Task of relay in TVM stack


I have a general question about the whole design of the TVM-stack, because it’s a bit unclear for me. As far as I understood, following steps are done:

  1. The Relay framework converts a deep learning model into the Relay IR
  2. On this Relay IR some optimizations takes place (e.g. constant folding). Question: Are here already DSL optimizations like operator fusion performed or happens that later?
  3. The optimized Relay IR is transformed to the TVM IR, where all the operators are optimized (based on the hardware)
  4. TVM is compiling the optimized IR to machine code and this can then be executed on the hardware.

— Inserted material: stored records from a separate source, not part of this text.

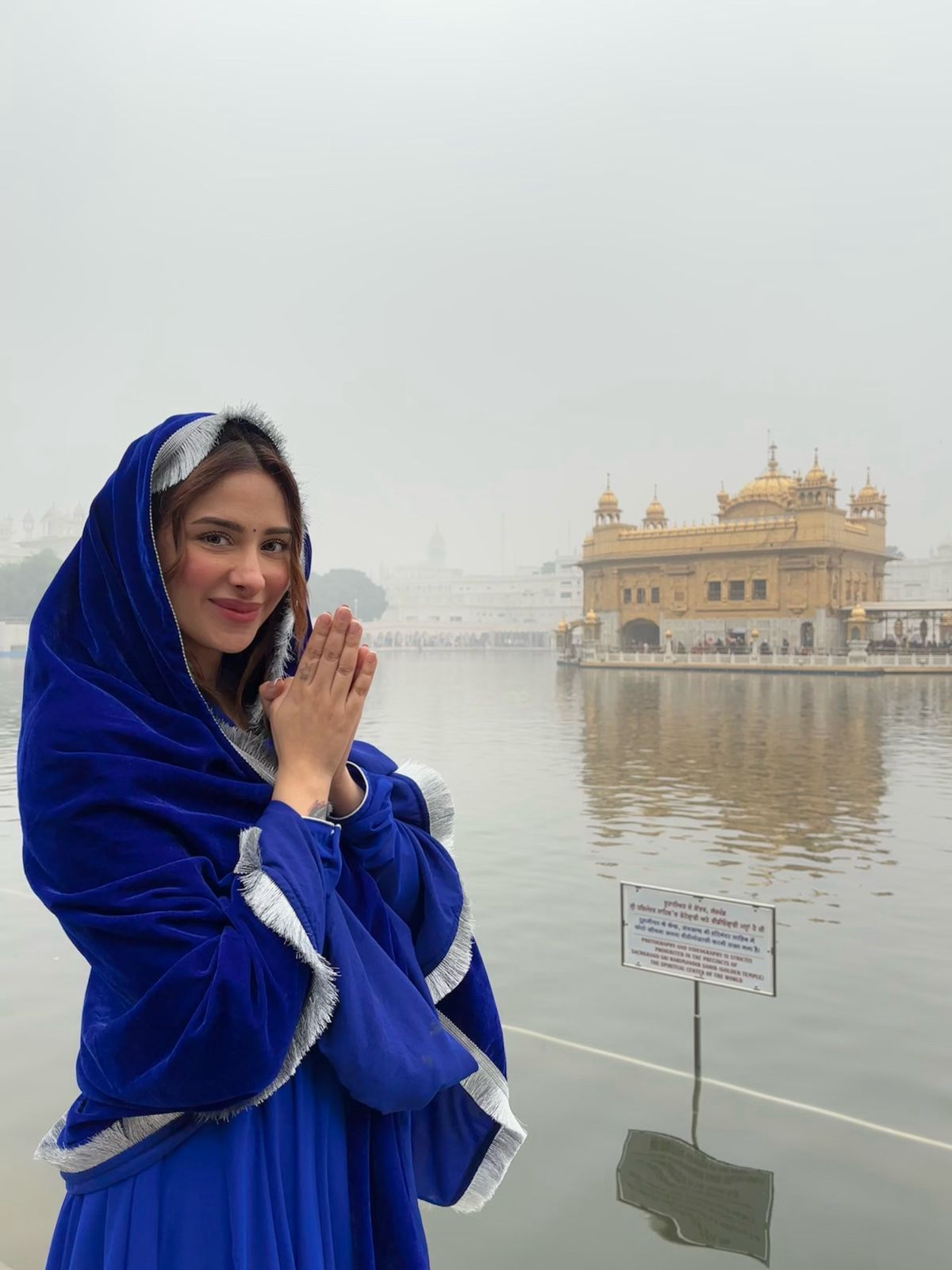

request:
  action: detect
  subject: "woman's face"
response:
[157,471,290,683]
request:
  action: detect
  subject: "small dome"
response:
[804,449,829,485]
[854,468,882,503]
[645,487,665,521]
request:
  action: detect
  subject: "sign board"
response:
[622,881,777,997]
[617,1129,773,1265]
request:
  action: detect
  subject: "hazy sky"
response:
[0,0,952,572]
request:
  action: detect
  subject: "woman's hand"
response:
[260,606,377,814]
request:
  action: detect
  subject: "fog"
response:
[0,0,952,573]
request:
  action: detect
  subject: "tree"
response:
[0,551,61,621]
[307,569,387,622]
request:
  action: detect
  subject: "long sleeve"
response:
[339,764,467,976]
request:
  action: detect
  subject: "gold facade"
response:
[582,446,887,649]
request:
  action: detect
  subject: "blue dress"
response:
[47,1052,373,1270]
[17,410,525,1270]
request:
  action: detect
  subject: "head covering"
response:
[17,409,522,1206]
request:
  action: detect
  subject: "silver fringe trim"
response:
[205,826,338,1122]
[152,404,287,494]
[396,762,474,1006]
[34,827,338,1173]
[33,1111,186,1173]
[436,1011,525,1213]
[427,893,474,1006]
[397,762,455,851]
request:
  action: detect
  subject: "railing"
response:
[579,645,952,671]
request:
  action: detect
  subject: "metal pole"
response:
[690,979,701,1151]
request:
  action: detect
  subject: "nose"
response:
[228,542,264,595]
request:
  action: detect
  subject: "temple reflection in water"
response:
[571,671,904,880]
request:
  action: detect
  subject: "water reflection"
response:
[574,671,893,881]
[616,1129,773,1266]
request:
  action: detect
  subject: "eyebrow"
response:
[192,516,290,533]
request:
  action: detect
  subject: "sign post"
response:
[617,881,777,1265]
[620,881,777,995]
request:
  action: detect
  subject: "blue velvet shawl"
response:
[17,410,524,1210]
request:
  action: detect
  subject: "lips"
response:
[212,599,262,622]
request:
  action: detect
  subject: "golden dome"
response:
[645,485,665,521]
[804,449,829,485]
[854,468,882,503]
[734,444,798,503]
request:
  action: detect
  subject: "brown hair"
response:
[152,419,307,728]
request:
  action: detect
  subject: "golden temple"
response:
[580,444,887,652]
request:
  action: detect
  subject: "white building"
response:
[882,538,952,601]
[367,535,582,648]
[0,504,86,565]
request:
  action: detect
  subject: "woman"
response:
[17,410,524,1270]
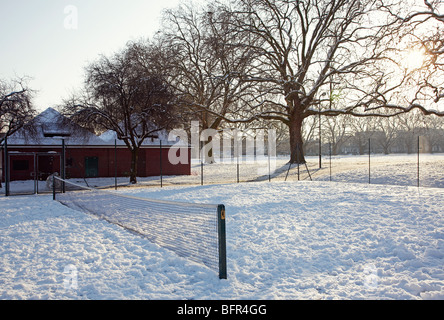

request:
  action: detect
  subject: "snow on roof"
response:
[8,108,103,146]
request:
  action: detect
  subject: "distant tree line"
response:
[0,0,444,182]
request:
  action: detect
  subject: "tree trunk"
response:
[289,115,305,164]
[130,148,139,184]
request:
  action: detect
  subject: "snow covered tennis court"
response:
[0,153,444,299]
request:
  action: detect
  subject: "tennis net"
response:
[53,176,227,279]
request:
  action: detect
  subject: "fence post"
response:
[368,138,371,184]
[114,139,117,190]
[5,137,11,197]
[159,140,163,188]
[217,204,227,279]
[52,175,55,201]
[328,141,331,181]
[417,136,419,188]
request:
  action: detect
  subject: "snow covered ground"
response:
[0,156,444,300]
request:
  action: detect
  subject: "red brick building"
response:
[0,108,191,181]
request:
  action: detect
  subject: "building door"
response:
[85,157,99,178]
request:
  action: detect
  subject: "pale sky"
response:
[0,0,184,111]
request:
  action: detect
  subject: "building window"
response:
[12,160,29,171]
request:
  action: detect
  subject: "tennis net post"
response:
[52,176,227,279]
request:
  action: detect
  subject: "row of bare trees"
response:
[304,111,444,155]
[156,0,444,163]
[2,0,444,182]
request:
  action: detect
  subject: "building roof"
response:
[8,108,186,147]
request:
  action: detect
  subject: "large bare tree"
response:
[0,79,36,143]
[219,0,439,163]
[161,4,257,163]
[64,43,178,183]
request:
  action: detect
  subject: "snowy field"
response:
[0,156,444,300]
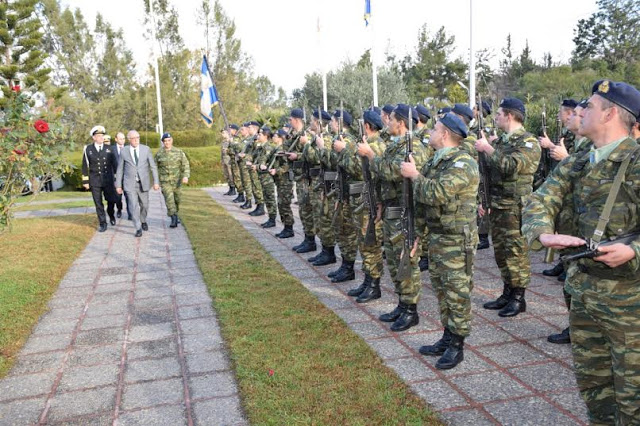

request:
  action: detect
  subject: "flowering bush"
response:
[0,86,73,233]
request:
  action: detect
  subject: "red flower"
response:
[33,120,49,133]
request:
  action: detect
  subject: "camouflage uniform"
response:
[414,147,479,337]
[155,147,191,216]
[523,138,640,425]
[371,137,433,305]
[487,127,540,289]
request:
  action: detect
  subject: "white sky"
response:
[62,0,596,92]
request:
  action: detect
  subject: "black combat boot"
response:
[347,272,373,297]
[260,216,276,228]
[498,287,527,317]
[482,283,511,310]
[356,278,382,303]
[547,327,571,344]
[436,333,464,370]
[478,234,491,250]
[331,260,356,283]
[296,235,318,253]
[378,302,407,322]
[276,225,294,238]
[249,203,264,216]
[418,256,429,272]
[418,328,451,356]
[391,303,420,331]
[542,262,564,277]
[312,246,336,266]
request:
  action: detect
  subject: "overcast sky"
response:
[61,0,596,92]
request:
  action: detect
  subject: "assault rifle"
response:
[560,232,640,263]
[396,107,416,281]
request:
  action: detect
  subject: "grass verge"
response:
[180,191,440,425]
[0,215,95,377]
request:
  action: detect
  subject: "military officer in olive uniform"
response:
[155,133,191,228]
[82,126,118,232]
[522,80,640,425]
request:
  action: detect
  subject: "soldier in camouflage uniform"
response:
[155,133,191,228]
[523,80,640,425]
[402,113,480,370]
[347,111,387,303]
[475,98,540,317]
[358,104,433,331]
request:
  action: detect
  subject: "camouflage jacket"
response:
[487,127,541,209]
[522,138,640,296]
[155,147,191,184]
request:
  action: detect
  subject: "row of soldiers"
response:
[219,81,640,424]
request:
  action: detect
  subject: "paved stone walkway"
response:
[207,188,587,425]
[0,192,247,425]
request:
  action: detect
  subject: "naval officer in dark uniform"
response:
[82,126,118,232]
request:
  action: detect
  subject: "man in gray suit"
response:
[116,130,160,237]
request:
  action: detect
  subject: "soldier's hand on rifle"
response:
[400,155,420,180]
[551,138,569,161]
[538,234,587,250]
[593,243,636,268]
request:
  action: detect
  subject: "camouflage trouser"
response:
[273,173,294,226]
[160,182,180,216]
[490,206,531,288]
[222,155,235,186]
[333,198,358,262]
[296,176,316,236]
[359,207,383,279]
[568,278,640,425]
[258,173,278,217]
[247,167,264,204]
[429,230,478,337]
[382,214,422,304]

Did I understand everything correctly?

What makes me unsure is that I was reading this document: https://arxiv.org/pdf/1904.08368.pdf

In section 3.3 (page 6) the Relay framework is described, and it says that the Relay process consists of three steps (frontend, compiler and backend). The frontend and compiler steps sounds plausible in my opinion, but the Relay backend was described that it is responsible for producing the machine-specific code. I thought Relay itself is only responsible for creating the IR and optimizing it, but not for generating the machine specific code. I thought TVM is responsible for doing this.

Can you please enlighten me?

BR Josef

Hi @joschi2804 ,

your understanding seems to be similar to my understanding. TVM uses Relay as a graph-level IR to perform the graph-level optimizations (i.e., layer fusion, etc.).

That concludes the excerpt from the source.